4.            VESTING AND FORFEITURE OF TARGET PERFORMANCE SHARES . (a) The Grantee must remain in the continuous employ of the Company through the last day of the Performance Period to receive payment of this award. The continuous employment of the Grantee will not be deemed to have been interrupted by reason of the transfer of the Grantee’s employment among the Company and its affiliates or an approved leave of absence. However, if, prior to the end of the Performance Period, the Grantee dies or becomes permanently disabled while in the employ of the Company, retires with the consent of the Company, or terminates employment for the convenience of the Company (each of the foregoing, a “Forfeiture Event”), then the number of Target Performance Shares upon which the Grantee's award is based will be reduced on a pro rata basis based upon the number of days remaining in the Performance Period following the date of the Forfeiture Event.

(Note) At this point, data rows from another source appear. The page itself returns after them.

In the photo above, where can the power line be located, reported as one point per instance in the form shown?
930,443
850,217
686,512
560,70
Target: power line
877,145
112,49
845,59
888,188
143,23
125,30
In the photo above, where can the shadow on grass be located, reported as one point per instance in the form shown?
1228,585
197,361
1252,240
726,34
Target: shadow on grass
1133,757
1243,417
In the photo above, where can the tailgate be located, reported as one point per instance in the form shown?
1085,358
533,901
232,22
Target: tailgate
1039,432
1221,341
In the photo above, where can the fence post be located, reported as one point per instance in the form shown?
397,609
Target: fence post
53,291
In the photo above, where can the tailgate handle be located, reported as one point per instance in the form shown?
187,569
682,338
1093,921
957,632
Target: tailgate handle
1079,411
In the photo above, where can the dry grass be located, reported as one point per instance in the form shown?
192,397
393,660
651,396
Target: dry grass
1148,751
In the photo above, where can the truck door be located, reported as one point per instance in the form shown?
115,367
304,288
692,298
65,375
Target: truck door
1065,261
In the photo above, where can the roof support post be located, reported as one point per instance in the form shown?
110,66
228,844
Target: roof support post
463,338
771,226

(b)         The Grantee's right to receive payment of this award in an amount not to exceed 200% of the Target Performance Shares, rounded up to the nearest whole share, will be based and become nonforfeitable upon the Administrator’s certification of the attainment of the Performance Goals.

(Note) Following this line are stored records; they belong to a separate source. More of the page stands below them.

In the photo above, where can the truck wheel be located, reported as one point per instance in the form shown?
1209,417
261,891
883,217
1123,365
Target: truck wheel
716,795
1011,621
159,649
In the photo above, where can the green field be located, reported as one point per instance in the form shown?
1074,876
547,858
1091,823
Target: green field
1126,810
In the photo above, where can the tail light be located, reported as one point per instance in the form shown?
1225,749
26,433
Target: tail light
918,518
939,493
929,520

(c)         For the purposes of Section 4(b), if prior to the end of the Performance Period, the Grantee transfers his employment among the Company and its affiliates, the amount of the award attained by the Grantee shall be determined by assessing the level of achievement of the Performance Goals certified by the Administrator for each employing entity and multiplying the number of Target Performance Shares attainable at such level by a fraction equal to the number of months in the Performance Period that the Grantee worked for the entity divided by the total number of months in the Performance Period.

(d)         Notwithstanding Section 4(b), if a Change in Control Event occurs prior to the end of the Performance Period, the Grantee's right to receive Common Shares equal to the number of Target Performance Shares (as adjusted for any Forfeiture Event pursuant to Section 4(a)) will become nonforfeitable. The right to receive cash in excess of the number of Target Performance Shares (as adjusted for any Forfeiture Event pursuant to Section 4(a)) will be forfeited.

5.            PAYMENT OF AWARDS . Up to and including 100% of the Target Performance Shares as adjusted pursuant to Sections 4 and 7 of these Terms and Conditions will be settled in Common Shares and the amount, if any, above 100% of the Target Performance Shares as so adjusted will be settled in cash. The cash payment will equal the closing price of the Common Shares on the New York Stock Exchange on the date of the Administrator’s certification (the “Certification Date Value”) of the attainment of the Performance Goals and will be paid as promptly as possible after such date. The Common Shares covered by these Terms and Conditions or any prorated portion thereof shall be issued to the Grantee as promptly as practicable after the Administrator's certification of the attainment of the Performance Goals or the Change in Control Event, as the case may be.

6.            CREDITING AND PAYMENT OF DIVIDEND EQUIVALENTS . With respect to the number of Target Performance Shares listed above, the Grantee will be credited on the books and records of Occidental with an amount (the "Dividend Equivalent") equal to the amount per share of any cash dividends declared by the Board on the outstanding Common Shares during the period beginning on the Date of Grant and ending with respect to any portion of the Target Performance Shares covered by these Terms and Conditions on the date on which the Grantee's right to receive such portion becomes nonforfeitable, or, if earlier, the date on which the Grantee forfeits the right to receive such portion. Occidental will pay in cash to the Grantee an amount equal to

2

the Dividend Equivalents credited to such Grantee as promptly as may be practicable after the Grantee has been credited with a Dividend Equivalent.